Tender Points – Eine Gruppenausstellung darüber, wie zeitgenössische Machtausübung sich in den menschlichen Körper einschreibt. Unsere Gesellschaftsordnung behandelt die Bevölkerung als eine Quelle erneuerbarer Energie, etwa so wie Wind- oder Sonnenkraft. „Nudging “#subtiles Schubsen in Richtung einer gewünschten Verhaltensänderung zur Manipulation scheinbar „freier“ Entscheidungen ersetzt Befehle. „Guidelines“ ersetzen Regelwerke, deren Funktion dieselbe bleibt, bloß in verschleierter Form, schwerer zu benennen und offenzulegen.

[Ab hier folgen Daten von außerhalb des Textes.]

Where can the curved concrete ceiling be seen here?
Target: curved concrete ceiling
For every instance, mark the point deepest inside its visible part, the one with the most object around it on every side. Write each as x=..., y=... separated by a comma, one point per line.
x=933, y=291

Private und öffentliche Institutionen und Konzerne behandeln den individuellen Körper als Zielscheibe von Verordnungen, die in lebensnotwendige biologische Prozesse des Individuums eingreifen. Hier findet eine Umkehrung des monarchischen „Leben lassen, sterben machen“ zu „Leben machen, sterben lassen“ statt, wie es Foucault mehr als 40 Jahre vor der Corona-Pandemie formulierte. Wir sind – in den Worten des John Reed Fitness Club – Designed to Perform. Die Ausstellung widmet sich auf assoziative Weise Phänomenen dieser Einschreibung von Macht in menschliche Körper. Die Künstler:innen betreiben künstlerische Forschung in so disparaten Feldern wie Medizin, Pathologie, Gesten des Protests, körperfeindliche Gestaltung öffentlicher Räume und dem Einsatz von Polizeigewalt.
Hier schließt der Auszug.